I have a serated bread knife that means a lot to me that needs sharpening badly. It's the scalloped type of serrations; very shallow with little space between the very round teeth. Any suggestions on how to sharpen that?


----------



## Grunt173 (Apr 11, 2018)

minibatataman said:


> I have a serated bread knife that means a lot to me that needs sharpening badly. It's the scalloped type of serrations; very shallow with little space between the very round teeth. Any suggestions on how to sharpen that?



I use the very corner of the stone and just drag the knife so the very edge corner of the stone goes in between the serrations and then I just lightly deburr the back side of the knife edge with a few stropping motions.


----------



## chefcomesback (Apr 11, 2018)

Wrap sandpaper to bamboo skewer


----------



## dafox (Apr 11, 2018)

http://www.kitchenknifeforums.com/showthread.php/4262-Sharpening-Serrated-Edges


----------



## HRC_64 (Apr 11, 2018)

chefcomesback said:


> Wrap sandpaper to bamboo skewer



+1 

a vice or a C-clamp comes in handy to secure the blade
and let two hands work on the sharpening/ angles


----------



## Pensacola Tiger (Apr 12, 2018)

minibatataman said:


> I have a serated bread knife that means a lot to me that needs sharpening badly. It's the scalloped type of serrations; very shallow with little space between the very round teeth. Any suggestions on how to sharpen that?

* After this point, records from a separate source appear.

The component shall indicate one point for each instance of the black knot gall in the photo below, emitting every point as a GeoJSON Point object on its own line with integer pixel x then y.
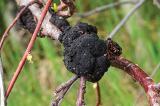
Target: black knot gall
{"type": "Point", "coordinates": [84, 52]}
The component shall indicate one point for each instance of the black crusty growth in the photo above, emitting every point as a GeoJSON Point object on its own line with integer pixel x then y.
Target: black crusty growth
{"type": "Point", "coordinates": [84, 53]}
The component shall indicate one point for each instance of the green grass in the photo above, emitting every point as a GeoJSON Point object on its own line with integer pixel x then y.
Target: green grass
{"type": "Point", "coordinates": [139, 39]}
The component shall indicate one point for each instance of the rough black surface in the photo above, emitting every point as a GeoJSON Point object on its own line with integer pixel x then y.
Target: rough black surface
{"type": "Point", "coordinates": [27, 20]}
{"type": "Point", "coordinates": [84, 52]}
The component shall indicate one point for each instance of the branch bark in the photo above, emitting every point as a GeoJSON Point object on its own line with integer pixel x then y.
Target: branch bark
{"type": "Point", "coordinates": [2, 94]}
{"type": "Point", "coordinates": [28, 50]}
{"type": "Point", "coordinates": [82, 87]}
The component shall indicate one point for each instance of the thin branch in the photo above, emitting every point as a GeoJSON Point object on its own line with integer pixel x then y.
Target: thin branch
{"type": "Point", "coordinates": [62, 90]}
{"type": "Point", "coordinates": [2, 94]}
{"type": "Point", "coordinates": [155, 70]}
{"type": "Point", "coordinates": [28, 50]}
{"type": "Point", "coordinates": [98, 93]}
{"type": "Point", "coordinates": [152, 90]}
{"type": "Point", "coordinates": [152, 75]}
{"type": "Point", "coordinates": [47, 29]}
{"type": "Point", "coordinates": [82, 87]}
{"type": "Point", "coordinates": [125, 19]}
{"type": "Point", "coordinates": [105, 7]}
{"type": "Point", "coordinates": [5, 35]}
{"type": "Point", "coordinates": [66, 4]}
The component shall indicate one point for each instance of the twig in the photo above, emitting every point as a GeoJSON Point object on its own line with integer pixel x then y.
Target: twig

Does your edge look like this?





On scalloped edges like this, I use a sintered ruby rod hone on the convexed face and remove the burr on the flat side with a high grit stone. An Idahone or MAC Black rod hone will work just as well. Use very light strokes and check often for the burr. When you get one, stop.


----------



## minibatataman (Apr 12, 2018)

Yep it the same as this.
And thanks for the suggestions guys.


----------